Кирилл сидел шокированный. Ему из окон представительского авто во время поездок по бутикам да из хорошо охраняемого коттеджа не видно было ничего. Новости по российским каналам который день вообще не показывали, крутили ретроспективу развлекательных программ. Западным каналам, показывавшим уже неделю одни и те же кадры, он не особо доверял. Интернета не было. И воображение не включалось, просто было чувство, будто что-то… да что там «что-то», всё шло не так. Но больше всего ему сейчас было жалко Катю. Обманутую им, получается.
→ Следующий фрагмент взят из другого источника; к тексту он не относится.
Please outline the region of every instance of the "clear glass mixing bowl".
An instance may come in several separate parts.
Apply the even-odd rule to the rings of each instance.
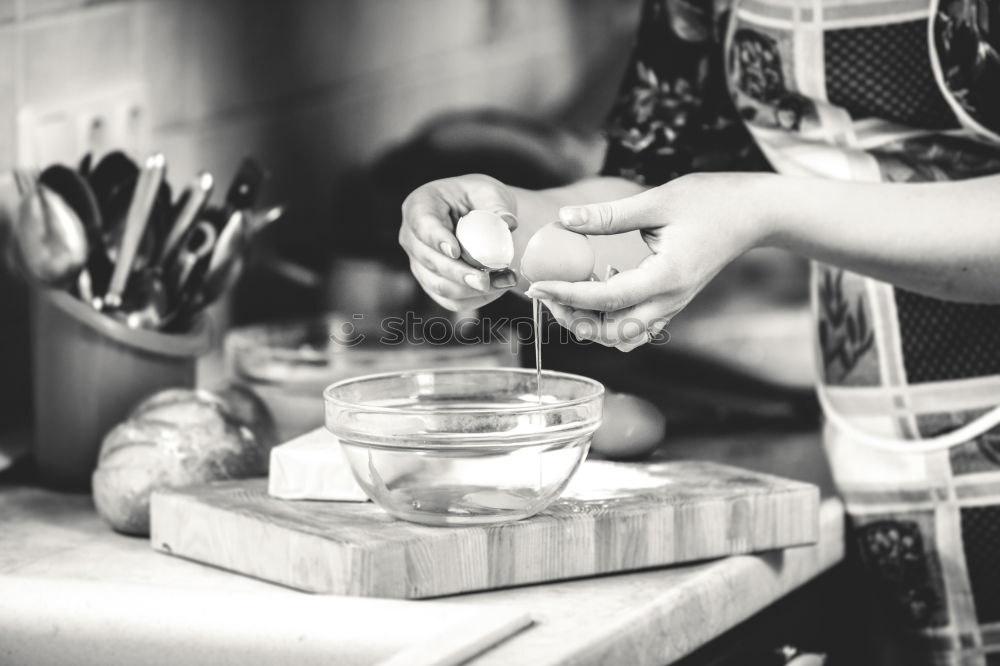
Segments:
[[[427,525],[520,520],[545,509],[587,455],[604,387],[561,372],[449,368],[347,379],[323,392],[326,427],[389,514]]]

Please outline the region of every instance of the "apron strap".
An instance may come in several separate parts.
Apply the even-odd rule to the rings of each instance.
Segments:
[[[823,407],[823,414],[837,430],[860,444],[893,453],[931,453],[934,451],[944,451],[945,449],[950,449],[976,439],[997,425],[1000,425],[1000,407],[994,407],[976,418],[976,420],[966,423],[961,428],[936,437],[898,439],[895,437],[873,435],[844,418],[830,402],[830,397],[827,395],[826,388],[822,384],[817,387],[816,394],[819,397],[819,404]]]

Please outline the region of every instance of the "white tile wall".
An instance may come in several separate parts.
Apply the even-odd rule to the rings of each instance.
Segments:
[[[128,3],[46,14],[19,25],[21,104],[86,96],[95,86],[135,79],[139,45]]]
[[[14,118],[17,112],[14,81],[16,37],[13,25],[0,25],[0,170],[14,166],[17,146],[14,139]]]

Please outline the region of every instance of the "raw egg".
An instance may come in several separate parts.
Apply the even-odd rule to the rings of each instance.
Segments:
[[[514,237],[507,222],[489,210],[472,210],[459,218],[455,238],[467,264],[486,270],[498,270],[514,261]]]
[[[593,275],[594,262],[594,250],[586,236],[553,222],[528,239],[521,257],[521,275],[531,282],[584,282]]]
[[[656,449],[666,432],[667,419],[656,405],[628,393],[609,392],[604,397],[604,419],[590,448],[615,460],[639,458]]]

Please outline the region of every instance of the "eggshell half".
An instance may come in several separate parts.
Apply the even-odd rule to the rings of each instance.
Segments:
[[[462,258],[476,268],[498,270],[514,261],[514,237],[507,222],[492,211],[469,211],[455,225],[455,237]]]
Кирилл осторожно потянул руку к её щеке, чтобы утереть слёзы, но в последний момент смутился и одёрнул её.
Более получаса они ехали в полной тишине. Советский приёмник не был настроен на FM-волны, а разговаривать не хотелось. Лицо Кирилла постепенно менялось, появилась какая-то неведомая доселе жёсткость. Собравшись, он начал говорить, цедя сквозь зубы.
– А что бабушки и дедушки? Оттого, что они постарели, у них крылья, что ли, выросли вдруг?
Катя бросила на Кирилла удивлённый взгляд.
– Ты же сама рассказывала, какие они письма пишут Ильичу. Это те самые дедушки и бабушки, которые не так давно были молодыми подонками и друг на друга дружно доносы писали в КГБ! – Кирилл разошёлся, глаза горели. Очевидно, это была обратная реакция: от стыда за свои поступки он перешёл в наступление. – А теперь они постаревшие подонки.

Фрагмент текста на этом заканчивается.